Calorimetric titration of EcChiP with chitohexaose and maltohexaose. A, ITC profile of the binding of chitohexaose to EcChiP, with three different controls (control traces are shown by offsetting −0.06, −0.15, and −0.32 μcal·s⁻¹ for ligand to buffer, buffer to buffer, and buffer to EcChiP, respectively). B, integrated heat of binding of chitohexaose obtained from raw data, after subtracting the controls. The solid line represents the best fit to the experimental data using a one-site model from Microcal PEAQ-ITC. The inset is the signature plot for chitohexaose binding to EcChiP with error bars for three independent experiments. C, ITC profile of the binding of maltohexaose to EcChiP, with control trace maltohexaose to buffer offset by −0.05 μcal·s⁻¹. D, integrated heat of binding of maltohexaose obtained from raw data, indicating no detectable binding.

Figure 4.

Channel activity of purified EcChiP in an artificial lipid bilayer. Lipid bilayers were formed across a 70-μm aperture by the lowering and raising technique, using 5 mg ml⁻¹ 1,2-diphytanoyl-sn-glycero-3-phosphatidylcholine in n-pentane and 1 m KCl in 20 mm HEPES, pH 7.4, on both sides of the chamber. The protein was added on the cis side. Ion current fluctuations were monitored for 120 s at applied potentials of ±100 mV with sugars added on either the cis or the trans side. Here, only current traces for 1,000 ms at +100 mV, trans are presented. A, fully open state of EcChiP before sugar addition. B, 20 μm chitohexaose (GlcNAc₆). C, 100 μm chitosan hexamer. D, recording with maltohexaose at a final concentration of 200 μm.

Figure 5.

Typical ion current recordings through a single EcChiP channel at different voltages. Ion current fluctuations were monitored for 120 s at applied potentials of ±100 mV with sugars on either the cis or the trans side in 1 m KCl in 20 mm HEPES, pH 7.4. Here, only current traces for 1,000 ms at cis are presented. A–D, ion current fluctuations in a single EcChiP channel in the presence of 5 μm chitohexaose at +25, +50, +100, and +150 mV, respectively. E, association rates on cis with potentials ranging from ±25 to ±199 mV. F, dissociation rates on cis with potentials ranging from ±25 to ±199 mV. G, association rates on trans with potentials ranging from ±25 to ±199 mV in the presence of 5 μm chitohexaose. H, dissociation rates on trans with potentials ranging from ±25 to ±199 mV in the presence of 5 μm chitohexaose.

Figure 6.

Reduction of single EcChiP channel conductance by increasing concentrations of chitohaxaose.
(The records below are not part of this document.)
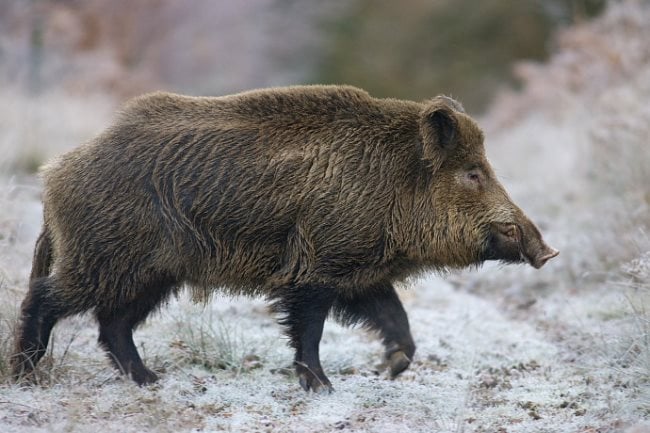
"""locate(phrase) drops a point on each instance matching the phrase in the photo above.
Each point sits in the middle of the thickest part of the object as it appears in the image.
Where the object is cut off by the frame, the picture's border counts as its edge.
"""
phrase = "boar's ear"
(439, 129)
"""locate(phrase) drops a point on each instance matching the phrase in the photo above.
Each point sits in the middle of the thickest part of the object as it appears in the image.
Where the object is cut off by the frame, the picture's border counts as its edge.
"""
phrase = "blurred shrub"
(415, 49)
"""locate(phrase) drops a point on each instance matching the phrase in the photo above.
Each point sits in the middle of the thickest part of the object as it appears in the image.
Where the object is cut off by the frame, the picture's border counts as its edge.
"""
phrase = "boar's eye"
(474, 176)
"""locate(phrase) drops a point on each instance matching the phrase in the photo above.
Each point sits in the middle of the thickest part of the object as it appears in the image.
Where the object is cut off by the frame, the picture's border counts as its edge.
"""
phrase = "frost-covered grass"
(562, 349)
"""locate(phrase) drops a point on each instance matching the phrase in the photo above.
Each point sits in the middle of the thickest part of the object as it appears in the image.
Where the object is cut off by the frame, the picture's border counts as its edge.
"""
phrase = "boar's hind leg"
(380, 309)
(305, 309)
(116, 325)
(39, 313)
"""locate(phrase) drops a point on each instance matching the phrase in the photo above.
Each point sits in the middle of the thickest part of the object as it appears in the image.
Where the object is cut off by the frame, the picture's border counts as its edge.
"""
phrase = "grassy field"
(502, 349)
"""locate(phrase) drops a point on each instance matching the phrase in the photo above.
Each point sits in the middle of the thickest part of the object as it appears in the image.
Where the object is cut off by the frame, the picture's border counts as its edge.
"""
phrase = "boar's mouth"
(515, 243)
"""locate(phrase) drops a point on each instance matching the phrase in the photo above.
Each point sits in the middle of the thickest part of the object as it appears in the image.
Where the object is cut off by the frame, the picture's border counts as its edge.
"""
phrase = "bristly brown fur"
(297, 194)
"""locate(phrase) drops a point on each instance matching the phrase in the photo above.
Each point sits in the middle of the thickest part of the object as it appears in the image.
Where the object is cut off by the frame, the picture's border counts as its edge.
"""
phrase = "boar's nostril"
(552, 252)
(509, 230)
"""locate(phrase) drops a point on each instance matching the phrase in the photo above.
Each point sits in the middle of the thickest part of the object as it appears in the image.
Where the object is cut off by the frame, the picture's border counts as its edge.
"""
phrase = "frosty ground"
(500, 349)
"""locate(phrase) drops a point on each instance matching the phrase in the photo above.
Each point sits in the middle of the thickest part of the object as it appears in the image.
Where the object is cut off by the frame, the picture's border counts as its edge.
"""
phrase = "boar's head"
(473, 219)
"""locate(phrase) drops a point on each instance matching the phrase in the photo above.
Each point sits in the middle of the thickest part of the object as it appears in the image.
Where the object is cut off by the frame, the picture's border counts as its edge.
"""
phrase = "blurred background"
(409, 49)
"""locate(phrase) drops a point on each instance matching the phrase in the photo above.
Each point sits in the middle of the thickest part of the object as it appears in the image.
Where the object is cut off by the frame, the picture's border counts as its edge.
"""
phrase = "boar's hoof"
(398, 362)
(144, 376)
(310, 381)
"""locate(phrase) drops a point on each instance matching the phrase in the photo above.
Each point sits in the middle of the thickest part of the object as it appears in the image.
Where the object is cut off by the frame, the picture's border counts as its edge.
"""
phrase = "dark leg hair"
(39, 313)
(42, 261)
(116, 325)
(305, 308)
(380, 309)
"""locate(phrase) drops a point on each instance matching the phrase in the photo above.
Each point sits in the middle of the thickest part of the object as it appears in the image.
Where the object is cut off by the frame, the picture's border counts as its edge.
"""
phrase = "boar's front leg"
(305, 309)
(380, 309)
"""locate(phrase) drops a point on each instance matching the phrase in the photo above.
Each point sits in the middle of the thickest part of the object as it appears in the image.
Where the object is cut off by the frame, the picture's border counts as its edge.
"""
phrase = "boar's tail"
(42, 261)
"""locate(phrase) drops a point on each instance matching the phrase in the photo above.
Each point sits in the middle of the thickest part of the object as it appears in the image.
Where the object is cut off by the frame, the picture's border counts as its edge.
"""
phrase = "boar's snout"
(518, 243)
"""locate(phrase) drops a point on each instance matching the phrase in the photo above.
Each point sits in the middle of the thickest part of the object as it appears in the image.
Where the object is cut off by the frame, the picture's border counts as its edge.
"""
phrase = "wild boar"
(319, 198)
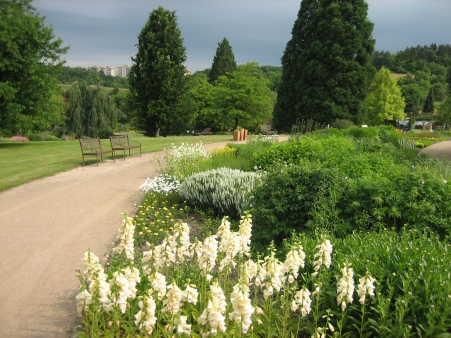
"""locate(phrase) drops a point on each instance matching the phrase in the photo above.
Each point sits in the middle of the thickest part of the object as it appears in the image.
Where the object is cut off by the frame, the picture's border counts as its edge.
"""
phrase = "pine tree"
(429, 106)
(156, 78)
(223, 61)
(327, 66)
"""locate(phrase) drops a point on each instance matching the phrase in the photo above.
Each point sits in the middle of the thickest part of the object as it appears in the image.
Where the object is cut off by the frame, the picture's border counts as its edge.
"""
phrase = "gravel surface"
(47, 225)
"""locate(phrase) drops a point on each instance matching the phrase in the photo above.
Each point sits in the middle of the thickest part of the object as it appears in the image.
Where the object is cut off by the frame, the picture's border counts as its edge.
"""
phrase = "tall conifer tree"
(327, 68)
(429, 106)
(156, 78)
(223, 61)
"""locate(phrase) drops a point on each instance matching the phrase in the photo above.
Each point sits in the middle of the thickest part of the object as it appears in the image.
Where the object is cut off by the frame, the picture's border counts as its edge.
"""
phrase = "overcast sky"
(105, 32)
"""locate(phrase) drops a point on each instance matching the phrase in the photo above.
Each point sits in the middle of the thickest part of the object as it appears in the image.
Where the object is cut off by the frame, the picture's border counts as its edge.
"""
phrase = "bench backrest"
(119, 140)
(266, 127)
(90, 144)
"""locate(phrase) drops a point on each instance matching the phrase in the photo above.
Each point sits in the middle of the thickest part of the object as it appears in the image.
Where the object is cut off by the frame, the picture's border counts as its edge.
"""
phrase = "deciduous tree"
(92, 112)
(327, 66)
(385, 101)
(29, 68)
(223, 61)
(156, 78)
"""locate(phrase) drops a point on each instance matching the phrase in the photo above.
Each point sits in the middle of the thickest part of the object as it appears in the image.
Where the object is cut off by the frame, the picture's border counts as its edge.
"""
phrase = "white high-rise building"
(108, 71)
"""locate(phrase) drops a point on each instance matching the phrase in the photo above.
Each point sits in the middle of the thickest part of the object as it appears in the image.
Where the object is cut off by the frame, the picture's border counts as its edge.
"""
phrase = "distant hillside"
(414, 59)
(70, 75)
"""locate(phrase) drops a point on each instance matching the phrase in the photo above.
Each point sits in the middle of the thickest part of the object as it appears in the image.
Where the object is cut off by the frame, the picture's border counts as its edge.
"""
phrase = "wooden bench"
(123, 143)
(93, 147)
(206, 131)
(267, 129)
Ion current fluctuations were monitored for 120 s at applied potentials of ±100 mV with sugar addition on either the cis or the trans side. Here only current traces for 1,000 ms are presented (A–D, left panels) for four different chitohexaose concentrations at trans/+100 mV, with the corresponding histograms (A–D, right panels). E, dependence of association rates (k_on) on chitohexaose concentration. F, dependence of dissociation rates (k_off) on chitohexaose concentration.

Figure 7.

Summary of the data obtained from ITC, fluorescence spectroscopy, and electrophysiology experiments, comparing binding constants of chitohexaose with EcChiP in solution and at the single molecule level.